Here's one from the "In Case You Missed It" file: Consolidated Edison, the same power company that stumbled badly in its efforts to get the lights turned back on after super storm Sandy brought swaths of New York and New Jersey to its knees in October, paid out more than $4 million in incentive bonuses to key executives.
No real news here, right? Let's face it – publicly-traded companies pay out big executive bonuses all the time, come rain, sun or – ahem – hurricane.
Yet here's the kicker: ConEd explicitly linked the payouts to the performance of what turned out to be a tumultuous year, which included Sandy, a work stoppage and a sweltering summer that triggered power outages across the city.
According to ConEd's proxy statement, the CEO, the CFO and the president deserved "recognition of their efforts in guiding ConEdison of New York through significant challenges encountered in 2012." Really?
Based on that logic, CEO Kevin Burke got more than $1.8 million, president Craig Ivey earned about $877,000, and CFO Robert Hoglund reaped nearly $500,000 in additional money. ConEd's general counsel and the head of its Orange and Rockland Counties unit raked in $420,000 and $716,600, respectively.

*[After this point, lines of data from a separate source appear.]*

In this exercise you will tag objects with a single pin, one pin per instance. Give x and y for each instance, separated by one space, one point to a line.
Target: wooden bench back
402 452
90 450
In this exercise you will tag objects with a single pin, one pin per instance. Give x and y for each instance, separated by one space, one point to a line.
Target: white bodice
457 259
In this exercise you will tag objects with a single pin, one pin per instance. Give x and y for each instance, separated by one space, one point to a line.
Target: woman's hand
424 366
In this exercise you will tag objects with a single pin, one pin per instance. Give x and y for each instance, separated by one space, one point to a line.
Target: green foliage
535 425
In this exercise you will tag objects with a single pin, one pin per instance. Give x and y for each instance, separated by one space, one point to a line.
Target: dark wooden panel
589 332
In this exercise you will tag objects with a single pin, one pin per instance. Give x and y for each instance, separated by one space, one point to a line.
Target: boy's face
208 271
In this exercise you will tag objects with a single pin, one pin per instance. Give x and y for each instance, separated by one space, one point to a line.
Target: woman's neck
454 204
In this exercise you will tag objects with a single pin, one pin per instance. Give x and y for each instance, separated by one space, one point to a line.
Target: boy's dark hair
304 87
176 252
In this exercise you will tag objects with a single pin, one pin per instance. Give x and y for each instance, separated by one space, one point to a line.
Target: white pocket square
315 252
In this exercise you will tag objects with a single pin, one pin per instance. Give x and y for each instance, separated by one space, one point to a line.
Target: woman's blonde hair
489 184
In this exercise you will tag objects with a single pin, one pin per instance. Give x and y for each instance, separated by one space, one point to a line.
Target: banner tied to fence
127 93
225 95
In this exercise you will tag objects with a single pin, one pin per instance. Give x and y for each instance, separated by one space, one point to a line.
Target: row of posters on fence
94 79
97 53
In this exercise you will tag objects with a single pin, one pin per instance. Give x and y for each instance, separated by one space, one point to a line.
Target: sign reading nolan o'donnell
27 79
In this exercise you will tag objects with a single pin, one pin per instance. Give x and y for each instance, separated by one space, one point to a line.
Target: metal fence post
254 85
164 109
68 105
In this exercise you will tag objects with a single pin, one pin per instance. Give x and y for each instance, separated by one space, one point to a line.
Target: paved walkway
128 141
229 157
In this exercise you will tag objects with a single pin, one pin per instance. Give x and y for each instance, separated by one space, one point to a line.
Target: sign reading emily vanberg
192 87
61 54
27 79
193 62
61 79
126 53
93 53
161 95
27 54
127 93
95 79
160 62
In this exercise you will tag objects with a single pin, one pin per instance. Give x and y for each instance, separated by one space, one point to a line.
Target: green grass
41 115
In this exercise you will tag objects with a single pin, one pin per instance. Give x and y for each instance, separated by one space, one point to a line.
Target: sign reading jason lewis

The sleuths over at Footnoted.com, which first reported on the filing earlier this month, point out a few things in ConEd's defense: namely, that the bonuses awarded last year were virtually identical to the previous two. And to be fair to the company, its compensation policies are based on a "peer group" formula that pays its executives roughly what other publicly-traded utilities earn.